Чайки орали где-то впереди, будто звали к себе. София невольно растянула губы в улыбке: вот они, звуки её нового дома. В тридцать один начинать всё заново – страшно, конечно.
"Ты сама ничего не сможешь!"
Голос Андрея в голове звучал так явственно, что она вздрогнула и крепче стиснула руль. Эти слова он повторял как мантру, стоило ей заикнуться о собственной мастерской или персональной выставке.
Навигатор тихо пискнул, показывая поворот на Каменку. София уже и не помнила, как выбрала это место – ткнула пальцем в карту побережья, лишь бы подальше от общих знакомых и бизнес-партнёров мужа. Посёлок, зажатый между морем и соснами, показался идеальным убежищем. А когда риелтор обмолвился про неважную связь и перебои с интернетом…
Внутри будто отпустило что-то. Последние месяцы Андрей отслеживал любой её шаг через телефон – сообщения, геолокация, звонки каждый час. Здесь само пространство защищало от этого цифрового ошейника.
Дорога вильнула в последний раз, сосны расступились, и она едва не пропустила съезд на обочину – настолько оглушил открывшийся вид. Море. Оно лежало впереди, как опрокинутое небо, – все оттенки синего, какие только можно представить. Волны набегали на берег лениво, будто во сне, оставляя на гальке кружевные следы пены.
София кое-как припарковалась у обочины. Ноги затекли от долгой дороги, и она неуклюже выбралась из машины. Несколько шагов до края обрыва – и вот оно, море, прямо под ней. Ветхое ограждение едва сдерживало натиск прибрежных трав, а внизу раскинулся дикий пляж – узкая полоска гальки между водой и крутым склоном, изрезанным дождевыми ручьями.
Чайки носились над морем, их крики сплетались с шумом прибоя в какую-то первобытную музыку. София машинально потянулась к телефону – пять лет въелось в подкорку: надо отчитаться, где она. Экран равнодушно мигнул "нет сети", и она рассмеялась – хрипло, почти истерически, но с таким облегчением, что защипало в носу.
Ветер играл с волосами, и София поймала себя на мысли – она впервые за долгие месяцы просто радуется. Не натягивает на лицо маску благополучной жены успешного бизнесмена, не пытается соответствовать чужим ожиданиям. Просто стоит и улыбается, как та девчонка, которая когда-то грезила морскими пейзажами.
На дальнем мысе высился маяк – белая башня с чёрными полосами, точь-в-точь гигантская шахматная фигура на фоне яркого неба. Рука сама потянулась к сумке – там лежал потрёпанный альбом для набросков, единственное, что она успела тайком вынести из мастерской после того, как Андрей спалил все её "депрессивные картины". Но она одёрнула себя. Сначала дом.

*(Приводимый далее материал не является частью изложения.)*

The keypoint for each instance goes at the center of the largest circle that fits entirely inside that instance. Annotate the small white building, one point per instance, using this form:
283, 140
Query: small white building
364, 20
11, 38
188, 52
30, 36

Каменка встретила её путаницей узких улочек, сбегающих к морю. Старые дома хранили следы былой роскоши – резные наличники, выцветшие изразцы, замшелые колонны. В прошлом здесь кипела курортная жизнь – об этом говорили облупленные ворота заброшенного санатория и остатки некогда шикарной набережной. Теперь время здесь будто застыло, позволяя природе потихоньку отвоёвывать территорию – плющ душил старые беседки, а сквозь трещины в асфальте пробивалась упрямая трава.
София сверилась с сообщением от риелтора. Дом стоял почти на отшибе, "в пяти минутах от моря". Она медленно вела машину вдоль улицы, щурясь на номера домов, пока не остановилась у неприметной калитки, почти скрытой занавесом одичавшего винограда.
Заглушив мотор, она замерла, прислушиваясь к тишине. Внутренний голос – тот самый, что три месяца назад, наконец, погнал её к психотерапевту – нашёптывал: ещё не поздно вернуться. К налаженной жизни, к статусу, к золотой клетке, где всё решают за тебя. Где Андрей…
"К чёрту".
София злее, чем нужно, выдернула ключи из замка зажигания. Хватит. Пять лет она слушала чужие голоса в своей голове. Пора услышать собственный.
Калитка отозвалась ржавым скрипом. Узкая тропинка, выложенная потрескавшимися плитами, вела к двухэтажному серому дому. София брела по ней, впитывая детали новой реальности: россыпь ромашек в некошеной траве, паутинку между столбиками крыльца с застывшими в ней каплями недавнего дождя, облупившуюся краску на ставнях. Всё здесь дышало той естественной небрежностью, которую Андрей так ненавидел в её работах.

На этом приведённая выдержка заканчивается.